The Bay of Bengal offers a unique problem to India and Bangladesh. Here islands mostly uninhabited keep shifting or sprouting up suddenly. Bangladesh has a concave coast reducing its continental shelf if the line is drawn from the coast; India has a convex coast and gets a larger share of the Gulf as continental shelf. India and Burma both reject Bangladesh’s stance that its shelf be measured from where its coastline is navigable and not choked with riverine effluvium.
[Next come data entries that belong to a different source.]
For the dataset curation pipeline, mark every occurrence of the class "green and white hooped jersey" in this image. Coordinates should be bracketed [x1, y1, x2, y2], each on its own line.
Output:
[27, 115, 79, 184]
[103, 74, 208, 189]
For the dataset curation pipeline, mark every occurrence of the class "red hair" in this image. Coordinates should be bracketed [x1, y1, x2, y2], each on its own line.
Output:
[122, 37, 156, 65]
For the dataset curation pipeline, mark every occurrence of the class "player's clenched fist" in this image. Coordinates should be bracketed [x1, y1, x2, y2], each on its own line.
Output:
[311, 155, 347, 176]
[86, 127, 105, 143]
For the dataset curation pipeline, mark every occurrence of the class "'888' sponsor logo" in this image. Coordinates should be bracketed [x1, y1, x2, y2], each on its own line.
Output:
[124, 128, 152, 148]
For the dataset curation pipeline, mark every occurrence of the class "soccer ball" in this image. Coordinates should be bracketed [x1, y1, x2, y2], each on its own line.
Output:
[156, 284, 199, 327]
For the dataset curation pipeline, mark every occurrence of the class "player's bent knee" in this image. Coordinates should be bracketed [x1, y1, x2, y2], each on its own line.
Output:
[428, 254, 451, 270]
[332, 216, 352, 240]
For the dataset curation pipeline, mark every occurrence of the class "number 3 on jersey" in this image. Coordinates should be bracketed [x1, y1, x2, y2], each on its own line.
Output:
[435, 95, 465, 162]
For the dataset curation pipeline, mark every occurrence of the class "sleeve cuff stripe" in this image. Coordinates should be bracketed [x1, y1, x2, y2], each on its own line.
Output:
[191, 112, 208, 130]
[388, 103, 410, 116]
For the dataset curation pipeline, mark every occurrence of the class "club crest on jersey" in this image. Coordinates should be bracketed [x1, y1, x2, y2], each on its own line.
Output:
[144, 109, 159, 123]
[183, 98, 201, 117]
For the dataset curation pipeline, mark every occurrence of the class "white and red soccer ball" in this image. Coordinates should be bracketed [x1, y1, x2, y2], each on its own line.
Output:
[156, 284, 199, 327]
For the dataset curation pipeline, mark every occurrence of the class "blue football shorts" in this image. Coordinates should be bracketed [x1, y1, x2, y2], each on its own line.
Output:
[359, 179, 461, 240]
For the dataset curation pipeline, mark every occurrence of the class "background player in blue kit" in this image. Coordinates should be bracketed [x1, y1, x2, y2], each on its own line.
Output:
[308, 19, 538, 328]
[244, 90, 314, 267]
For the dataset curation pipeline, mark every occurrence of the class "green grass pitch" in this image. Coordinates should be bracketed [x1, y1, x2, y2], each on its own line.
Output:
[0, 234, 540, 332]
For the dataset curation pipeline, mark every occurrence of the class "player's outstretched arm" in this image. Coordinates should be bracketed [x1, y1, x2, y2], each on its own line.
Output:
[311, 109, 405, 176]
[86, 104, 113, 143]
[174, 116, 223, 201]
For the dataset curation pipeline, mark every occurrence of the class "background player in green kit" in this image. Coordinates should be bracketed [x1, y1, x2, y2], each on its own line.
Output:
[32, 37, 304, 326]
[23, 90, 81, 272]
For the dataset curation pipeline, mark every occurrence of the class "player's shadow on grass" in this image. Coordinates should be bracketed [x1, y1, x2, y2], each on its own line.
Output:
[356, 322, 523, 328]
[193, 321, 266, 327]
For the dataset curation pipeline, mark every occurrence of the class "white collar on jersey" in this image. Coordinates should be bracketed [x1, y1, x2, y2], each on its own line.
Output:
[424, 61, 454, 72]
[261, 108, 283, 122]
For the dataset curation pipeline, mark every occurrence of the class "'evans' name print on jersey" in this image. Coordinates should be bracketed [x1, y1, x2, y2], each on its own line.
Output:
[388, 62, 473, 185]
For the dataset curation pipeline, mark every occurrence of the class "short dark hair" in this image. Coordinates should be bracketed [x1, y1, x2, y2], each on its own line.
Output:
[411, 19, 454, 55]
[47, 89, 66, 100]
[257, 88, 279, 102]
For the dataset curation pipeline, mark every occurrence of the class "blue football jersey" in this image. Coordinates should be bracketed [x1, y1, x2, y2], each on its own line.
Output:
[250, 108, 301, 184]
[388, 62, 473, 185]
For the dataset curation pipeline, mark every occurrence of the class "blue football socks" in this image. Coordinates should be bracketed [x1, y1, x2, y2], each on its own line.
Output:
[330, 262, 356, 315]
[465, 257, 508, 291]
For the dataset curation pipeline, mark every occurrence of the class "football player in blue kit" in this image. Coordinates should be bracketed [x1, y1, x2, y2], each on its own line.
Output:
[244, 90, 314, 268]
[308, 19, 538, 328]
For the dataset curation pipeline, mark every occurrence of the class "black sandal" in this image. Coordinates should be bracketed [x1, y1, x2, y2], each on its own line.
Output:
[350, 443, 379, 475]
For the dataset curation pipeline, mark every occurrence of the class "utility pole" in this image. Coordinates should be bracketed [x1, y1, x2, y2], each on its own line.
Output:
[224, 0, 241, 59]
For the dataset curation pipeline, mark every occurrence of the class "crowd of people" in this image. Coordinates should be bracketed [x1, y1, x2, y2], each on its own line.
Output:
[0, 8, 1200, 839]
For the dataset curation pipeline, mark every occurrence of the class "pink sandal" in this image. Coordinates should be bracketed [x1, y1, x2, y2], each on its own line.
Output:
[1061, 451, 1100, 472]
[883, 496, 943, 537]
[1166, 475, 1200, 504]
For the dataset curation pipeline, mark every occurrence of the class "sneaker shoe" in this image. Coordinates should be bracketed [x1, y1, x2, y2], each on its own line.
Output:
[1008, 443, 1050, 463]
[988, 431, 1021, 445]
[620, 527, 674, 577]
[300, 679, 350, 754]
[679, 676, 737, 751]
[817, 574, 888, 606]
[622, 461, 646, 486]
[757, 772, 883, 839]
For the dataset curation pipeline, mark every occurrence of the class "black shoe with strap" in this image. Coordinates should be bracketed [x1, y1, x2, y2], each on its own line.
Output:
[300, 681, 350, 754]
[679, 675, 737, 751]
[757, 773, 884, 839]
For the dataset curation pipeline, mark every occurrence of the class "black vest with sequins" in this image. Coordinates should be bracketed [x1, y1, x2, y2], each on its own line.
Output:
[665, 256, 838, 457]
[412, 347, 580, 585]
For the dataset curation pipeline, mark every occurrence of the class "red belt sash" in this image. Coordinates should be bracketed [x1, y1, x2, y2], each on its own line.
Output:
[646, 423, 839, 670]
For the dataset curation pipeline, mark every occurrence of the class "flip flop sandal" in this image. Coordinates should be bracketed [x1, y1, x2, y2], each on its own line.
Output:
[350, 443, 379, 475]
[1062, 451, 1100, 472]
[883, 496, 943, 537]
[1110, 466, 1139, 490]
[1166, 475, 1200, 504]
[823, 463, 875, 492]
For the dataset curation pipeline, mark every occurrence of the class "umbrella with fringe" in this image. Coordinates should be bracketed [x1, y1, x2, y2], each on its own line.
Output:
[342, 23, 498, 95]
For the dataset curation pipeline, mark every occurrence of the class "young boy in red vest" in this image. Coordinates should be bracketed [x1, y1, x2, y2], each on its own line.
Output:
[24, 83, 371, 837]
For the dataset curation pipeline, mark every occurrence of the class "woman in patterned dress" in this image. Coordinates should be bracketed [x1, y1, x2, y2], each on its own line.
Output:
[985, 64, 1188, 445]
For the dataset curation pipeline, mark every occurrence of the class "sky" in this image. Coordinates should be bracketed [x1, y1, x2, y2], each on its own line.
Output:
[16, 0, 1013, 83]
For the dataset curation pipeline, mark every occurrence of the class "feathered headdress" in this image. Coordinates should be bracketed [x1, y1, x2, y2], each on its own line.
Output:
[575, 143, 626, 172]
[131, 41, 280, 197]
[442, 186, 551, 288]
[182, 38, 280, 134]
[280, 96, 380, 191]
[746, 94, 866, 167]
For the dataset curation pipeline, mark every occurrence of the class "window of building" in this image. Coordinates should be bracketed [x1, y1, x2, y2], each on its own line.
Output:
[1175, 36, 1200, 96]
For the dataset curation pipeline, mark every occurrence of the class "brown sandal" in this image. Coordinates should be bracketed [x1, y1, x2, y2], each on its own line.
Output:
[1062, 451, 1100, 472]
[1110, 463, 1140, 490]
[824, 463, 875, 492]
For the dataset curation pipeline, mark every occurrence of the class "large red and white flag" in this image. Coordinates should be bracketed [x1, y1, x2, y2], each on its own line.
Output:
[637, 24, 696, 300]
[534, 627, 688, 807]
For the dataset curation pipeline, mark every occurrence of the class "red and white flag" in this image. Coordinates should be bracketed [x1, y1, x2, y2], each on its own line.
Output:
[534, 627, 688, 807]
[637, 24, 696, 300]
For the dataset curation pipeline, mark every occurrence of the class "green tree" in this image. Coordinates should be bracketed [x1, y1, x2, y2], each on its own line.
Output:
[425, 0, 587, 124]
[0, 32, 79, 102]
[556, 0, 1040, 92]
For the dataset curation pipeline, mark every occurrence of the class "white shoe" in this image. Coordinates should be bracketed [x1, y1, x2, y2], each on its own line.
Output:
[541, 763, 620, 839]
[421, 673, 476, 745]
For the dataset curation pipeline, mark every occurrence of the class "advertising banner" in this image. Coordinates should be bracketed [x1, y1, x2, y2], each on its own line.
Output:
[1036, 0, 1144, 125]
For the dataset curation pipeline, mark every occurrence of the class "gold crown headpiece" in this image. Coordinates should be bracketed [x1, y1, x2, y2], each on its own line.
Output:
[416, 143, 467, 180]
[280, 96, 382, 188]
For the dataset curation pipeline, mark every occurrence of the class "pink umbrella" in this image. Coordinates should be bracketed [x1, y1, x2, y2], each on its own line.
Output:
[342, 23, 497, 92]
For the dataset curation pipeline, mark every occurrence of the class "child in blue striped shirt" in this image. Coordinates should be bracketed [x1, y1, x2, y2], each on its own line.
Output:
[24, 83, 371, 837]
Harekrishna Debnath, a leader of the National Fishworker Forum of India, told the authors of the book once: “Since the mid 1970s, after the International Conference on the Law of the Sea, a sense of EEZ and maritime boundary has deeply got involved with questions of sovereignty of a nation. All nations, particularly those with coastal lines, are therefore engaged in demarcating their maritime boundaries. However, while theoretically this has been realized, unlike land, it is not easy to demarcate sea boundaries. The process is also tied closely to the lives of millions of fisherfolk across the globe. India and Bangladesh are no exception to this. Between them, there is a less than 400-km area in the sea. Thus there is an absence of the 200-km EEZ on both sides, though it theoretically exists. This has led to a great amount of confusion. In this situation it is not only difficult but near impossible to maintain the LOS decision.”

Well, contested coastlines  are a reality. Coastal integration is ideal. But any project of greater coastal bilateral and regional integration involves what are called “sovereignty tradeoffs.”

The question is how to go about to resolve the issues – real and imaginary -with least difficulty inflicted on the people for whom the sea is both mother and father and god besides the provider of daily bread. Like all questions that the South Asian region is grappling with, this question also has no short answers. Only Statesmanship will show the way. But not nationalism or grandstanding.